WideDeep model jointly trained wide linear models and deep neural network, which combined the benefits of memorization and generalization for recommender systems.
## Dataset
The [Criteo datasets](http://labs.criteo.com/2014/02/download-kaggle-display-advertising-challenge-dataset/) are used for model training and evaluation.
## Running Code
### Download and preprocess dataset
To download the dataset, please install Pandas package first. Then issue the following command:
```
bash download.sh
```
### Code Structure
The entire code structure is as following:
```
|--- wide_and_deep/
train_and_test.py "Entrance of Wide&Deep model training and evaluation"
test.py "Entrance of Wide&Deep model evaluation"
train.py "Entrance of Wide&Deep model training"
train_and_test_multinpu.py "Entrance of Wide&Deep model data parallel training and evaluation"
|--- src/ "entrance of training and evaluation"
config.py "parameters configuration"
dataset.py "Dataset loader class"
WideDeep.py "Model structure"
callbacks.py "Callback class for training and evaluation"
metrics.py "Metric class"
```
### Train and evaluate model
To train and evaluate the model, issue the following command:
```
python train_and_test.py
```
Arguments:
*`--data_path`: This should be set to the same directory given to the data_download's data_dir argument.
*`--epochs`: Total train epochs.
*`--batch_size`: Training batch size.
*`--eval_batch_size`: Eval batch size.
*`--field_size`: The number of features.
*`--vocab_size`: The total features of dataset.
*`--emb_dim`: The dense embedding dimension of sparse feature.
*`--deep_layers_dim`: The dimension of all deep layers.
*`--deep_layers_act`: The activation of all deep layers.
*`--keep_prob`: The rate to keep in dropout layer.
*`--ckpt_path`:The location of the checkpoint file.
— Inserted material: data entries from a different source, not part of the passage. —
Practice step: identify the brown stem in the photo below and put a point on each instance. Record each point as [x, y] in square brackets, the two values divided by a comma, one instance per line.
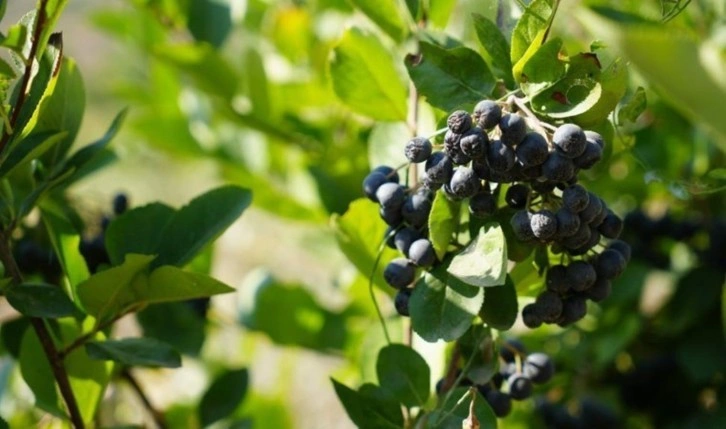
[157, 415]
[40, 19]
[46, 341]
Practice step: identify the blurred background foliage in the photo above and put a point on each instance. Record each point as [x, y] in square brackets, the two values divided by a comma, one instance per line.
[240, 91]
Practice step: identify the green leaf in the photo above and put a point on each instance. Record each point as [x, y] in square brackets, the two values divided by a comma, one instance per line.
[199, 223]
[442, 307]
[576, 93]
[209, 21]
[370, 407]
[449, 78]
[636, 105]
[139, 230]
[40, 300]
[404, 374]
[500, 307]
[452, 414]
[223, 396]
[290, 315]
[365, 79]
[483, 262]
[443, 223]
[360, 232]
[386, 14]
[66, 243]
[135, 352]
[534, 23]
[170, 283]
[650, 49]
[108, 292]
[496, 48]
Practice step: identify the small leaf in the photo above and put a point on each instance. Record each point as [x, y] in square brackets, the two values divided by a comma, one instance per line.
[40, 300]
[135, 352]
[443, 223]
[483, 262]
[223, 396]
[364, 78]
[442, 307]
[404, 374]
[500, 307]
[496, 48]
[449, 78]
[634, 107]
[369, 408]
[386, 14]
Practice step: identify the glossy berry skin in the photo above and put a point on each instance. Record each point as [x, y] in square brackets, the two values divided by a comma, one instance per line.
[520, 387]
[418, 149]
[399, 273]
[539, 368]
[570, 140]
[421, 253]
[487, 114]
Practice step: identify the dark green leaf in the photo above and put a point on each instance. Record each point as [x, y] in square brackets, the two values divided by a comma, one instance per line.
[135, 352]
[443, 223]
[40, 300]
[370, 408]
[359, 233]
[496, 48]
[200, 222]
[404, 374]
[441, 311]
[386, 14]
[209, 21]
[224, 395]
[449, 78]
[364, 78]
[452, 413]
[634, 107]
[500, 307]
[483, 262]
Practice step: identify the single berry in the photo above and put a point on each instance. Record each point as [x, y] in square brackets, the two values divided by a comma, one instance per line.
[580, 275]
[474, 143]
[416, 210]
[500, 156]
[539, 368]
[401, 301]
[421, 253]
[418, 149]
[487, 114]
[520, 387]
[459, 121]
[544, 224]
[120, 204]
[465, 183]
[570, 140]
[555, 279]
[439, 168]
[533, 150]
[482, 205]
[399, 273]
[522, 226]
[558, 168]
[513, 129]
[516, 196]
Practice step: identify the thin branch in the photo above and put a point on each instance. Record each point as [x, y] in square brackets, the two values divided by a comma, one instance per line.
[46, 341]
[40, 19]
[157, 415]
*`--eval_file_name` : Eval output file.
*`--loss_file_name` : Loss output file.
To train the model, issue the following command:
```
python train.py
```
Arguments:
*`--data_path`: This should be set to the same directory given to the data_download's data_dir argument.
*`--epochs`: Total train epochs.
*`--batch_size`: Training batch size.
*`--eval_batch_size`: Eval batch size.
*`--field_size`: The number of features.
*`--vocab_size`: The total features of dataset.
*`--emb_dim`: The dense embedding dimension of sparse feature.
*`--deep_layers_dim`: The dimension of all deep layers.
*`--deep_layers_act`: The activation of all deep layers.
*`--keep_prob`: The rate to keep in dropout layer.
*`--ckpt_path`:The location of the checkpoint file.
*`--eval_file_name` : Eval output file.
*`--loss_file_name` : Loss output file.
To evaluate the model, issue the following command:
```
python test.py
```
Arguments:
*`--data_path`: This should be set to the same directory given to the data_download's data_dir argument.
*`--epochs`: Total train epochs.
*`--batch_size`: Training batch size.
*`--eval_batch_size`: Eval batch size.
*`--field_size`: The number of features.
*`--vocab_size`: The total features of dataset.
*`--emb_dim`: The dense embedding dimension of sparse feature.
*`--deep_layers_dim`: The dimension of all deep layers.
*`--deep_layers_act`: The activation of all deep layers.
*`--keep_prob`: The rate to keep in dropout layer.
*`--ckpt_path`:The location of the checkpoint file.
*`--eval_file_name` : Eval output file.
*`--loss_file_name` : Loss output file.
There are other arguments about models and training process. Use the `--help` or `-h` flag to get a full list of possible arguments with detailed descriptions.